Paul Cézanne è oggi universalmente considerato il padre della pittura moderna, colui che ha saputo sintetizzare la tradizione in
forme geometriche e allusive, aprendo la strada al cubismo e alle
altre avanguardie. Nonostante le frequentazioni con gli intellettuali
e gli artisti parigini, ha condotto una ricerca personale e in qualche
modo isolata approdando tuttavia a soluzioni che saranno imprescindibili per l’intero Novecento pittorico. Come scrive Ernst H.
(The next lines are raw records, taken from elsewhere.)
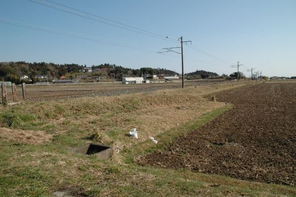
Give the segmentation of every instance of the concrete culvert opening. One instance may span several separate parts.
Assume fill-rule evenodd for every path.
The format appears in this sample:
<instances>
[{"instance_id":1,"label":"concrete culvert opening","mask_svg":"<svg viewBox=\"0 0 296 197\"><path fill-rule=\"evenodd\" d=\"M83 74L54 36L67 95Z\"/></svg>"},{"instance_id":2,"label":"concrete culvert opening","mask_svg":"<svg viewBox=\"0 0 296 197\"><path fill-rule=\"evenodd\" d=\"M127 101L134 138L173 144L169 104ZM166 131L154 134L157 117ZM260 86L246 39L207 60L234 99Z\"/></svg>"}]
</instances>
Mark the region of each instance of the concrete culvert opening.
<instances>
[{"instance_id":1,"label":"concrete culvert opening","mask_svg":"<svg viewBox=\"0 0 296 197\"><path fill-rule=\"evenodd\" d=\"M82 155L96 155L100 158L106 159L112 156L112 147L101 144L87 143L74 149L74 152Z\"/></svg>"}]
</instances>

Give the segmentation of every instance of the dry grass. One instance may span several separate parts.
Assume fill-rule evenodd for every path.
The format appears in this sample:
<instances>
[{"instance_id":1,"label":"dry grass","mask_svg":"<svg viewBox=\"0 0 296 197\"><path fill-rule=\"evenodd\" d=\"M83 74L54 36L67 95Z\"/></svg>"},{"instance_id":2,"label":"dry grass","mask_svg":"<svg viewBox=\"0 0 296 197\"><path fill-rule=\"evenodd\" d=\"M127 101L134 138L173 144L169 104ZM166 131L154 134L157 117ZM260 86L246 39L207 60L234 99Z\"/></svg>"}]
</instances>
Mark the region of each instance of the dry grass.
<instances>
[{"instance_id":1,"label":"dry grass","mask_svg":"<svg viewBox=\"0 0 296 197\"><path fill-rule=\"evenodd\" d=\"M130 156L129 153L137 157L145 147L158 146L145 142L149 136L159 136L156 140L164 143L167 140L165 135L193 129L202 114L224 105L208 101L203 96L214 95L215 92L239 85L243 84L29 102L3 108L2 114L21 112L36 117L16 126L18 130L41 130L52 134L53 138L51 143L33 145L0 139L0 196L50 196L60 189L69 188L78 188L82 194L90 197L295 194L293 189L282 186L123 162ZM211 118L216 116L208 114ZM139 131L139 140L125 135L133 128ZM71 151L71 148L92 141L118 147L120 154L114 155L110 160L102 161L96 156ZM150 146L146 147L147 144ZM132 151L134 149L139 149Z\"/></svg>"}]
</instances>

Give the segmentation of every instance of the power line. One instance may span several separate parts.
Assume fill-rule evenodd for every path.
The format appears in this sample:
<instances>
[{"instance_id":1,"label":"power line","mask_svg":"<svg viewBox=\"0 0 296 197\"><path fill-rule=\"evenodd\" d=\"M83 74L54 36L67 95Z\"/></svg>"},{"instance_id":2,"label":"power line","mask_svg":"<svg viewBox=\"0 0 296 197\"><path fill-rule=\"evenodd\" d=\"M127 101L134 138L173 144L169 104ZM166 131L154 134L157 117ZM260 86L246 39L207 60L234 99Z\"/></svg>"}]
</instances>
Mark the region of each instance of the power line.
<instances>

Gombrich nella sua “Storia dell’arte” (Milano 1998) “non stupisce
che Cézanne giungesse spesso sull’orlo della disperazione e che lavorasse incessantemente senza mai interrompere gli esperimenti. Il
vero miracolo è che abbia potuto ottenere nei suoi quadri un risultato apparentemente impossibile”. Nell’arte è così, osserva ancora
Gombrich, “a un tratto l’equilibrio si produce e nessuno sa come e
perché”. E conclude: “Cézanne aveva deciso di non accettare per
dato nessun metodo pittorico tradizionale, ha voluto ricominciare
daccapo, come se non fosse esistita pittura prima di lui”.